Convert the speed limit from km/hr to m/s and compare it to your velocity and the Porsche's velocity. If either of you exceeds the speed limit, you would be at risk of being pulled over.
5. Shooting Upwards and Falling Downward:
(a) To find the upward velocity with which the rock was shot, we need to use the equation for motion:
Final velocity = Initial velocity + (Acceleration × Time)
Let:
- Final velocity = 0 m/s (at maximum height, the velocity becomes zero)
- Acceleration due to gravity = -9.8 m/s^2 (negative because it acts against the upward direction)
- Time = 2 s (time taken to reach maximum height)
Rearrange the equation to solve for the initial (upward) velocity of the rock.
(b) To determine the maximum height above the building the rock reaches, we need to calculate the displacement during the upward motion.
Use the equation for displacement:
Displacement = Initial velocity × Time + (1/2) × Acceleration × Time^2
Let:
- Displacement = maximum height above the building
- Initial velocity = found in part (a)
- Acceleration = -9.8 m/s^2
- Time = 2 s
Substitute the values into the equation and solve for displacement.
(c) To find the height of the building, we need to calculate the total distance the rock travels from the top of the building to the ground.

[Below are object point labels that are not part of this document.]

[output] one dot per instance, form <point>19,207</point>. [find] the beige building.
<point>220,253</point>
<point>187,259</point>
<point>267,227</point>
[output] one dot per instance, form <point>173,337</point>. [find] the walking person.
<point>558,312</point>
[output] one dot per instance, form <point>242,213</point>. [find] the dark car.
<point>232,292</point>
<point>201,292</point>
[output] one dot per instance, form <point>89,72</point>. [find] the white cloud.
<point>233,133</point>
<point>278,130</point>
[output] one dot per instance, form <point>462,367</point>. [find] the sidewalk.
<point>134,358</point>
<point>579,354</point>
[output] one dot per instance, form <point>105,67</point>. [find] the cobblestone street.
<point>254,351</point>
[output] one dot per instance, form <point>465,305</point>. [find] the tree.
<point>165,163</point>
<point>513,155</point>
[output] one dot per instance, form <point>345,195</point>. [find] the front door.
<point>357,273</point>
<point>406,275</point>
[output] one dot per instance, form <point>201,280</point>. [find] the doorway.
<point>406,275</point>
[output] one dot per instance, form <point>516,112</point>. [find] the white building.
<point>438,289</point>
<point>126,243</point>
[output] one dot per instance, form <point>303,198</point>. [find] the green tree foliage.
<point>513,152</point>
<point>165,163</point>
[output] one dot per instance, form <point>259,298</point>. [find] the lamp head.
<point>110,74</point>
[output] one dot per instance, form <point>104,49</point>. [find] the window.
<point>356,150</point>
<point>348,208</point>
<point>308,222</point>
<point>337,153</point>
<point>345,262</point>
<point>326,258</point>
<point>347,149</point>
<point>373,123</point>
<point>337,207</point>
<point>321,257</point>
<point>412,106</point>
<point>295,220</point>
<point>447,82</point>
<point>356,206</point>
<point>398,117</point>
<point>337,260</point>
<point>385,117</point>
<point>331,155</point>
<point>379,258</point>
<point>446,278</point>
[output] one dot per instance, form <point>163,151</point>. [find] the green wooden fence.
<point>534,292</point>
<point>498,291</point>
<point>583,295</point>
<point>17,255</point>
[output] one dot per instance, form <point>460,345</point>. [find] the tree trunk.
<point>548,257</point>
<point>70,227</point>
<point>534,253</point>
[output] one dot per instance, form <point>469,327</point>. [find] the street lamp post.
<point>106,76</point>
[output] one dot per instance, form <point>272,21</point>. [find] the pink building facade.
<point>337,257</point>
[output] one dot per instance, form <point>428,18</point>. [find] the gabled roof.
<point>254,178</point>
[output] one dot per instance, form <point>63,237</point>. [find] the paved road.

Since the rock reaches the ground 8 seconds after being launched, we can use the equation for free fall motion:
Distance = Initial velocity × Time + (1/2) × Acceleration × Time^2
Let:
- Distance = height of the building
- Initial velocity = found in part (a)
- Acceleration = 9.8 m/s^2 (positive, as gravity is acting downwards)
- Time = 8 s
Substitute the values and solve for distance to find the height of the building.
Remember to calculate and convert all necessary units to solve each problem accurately.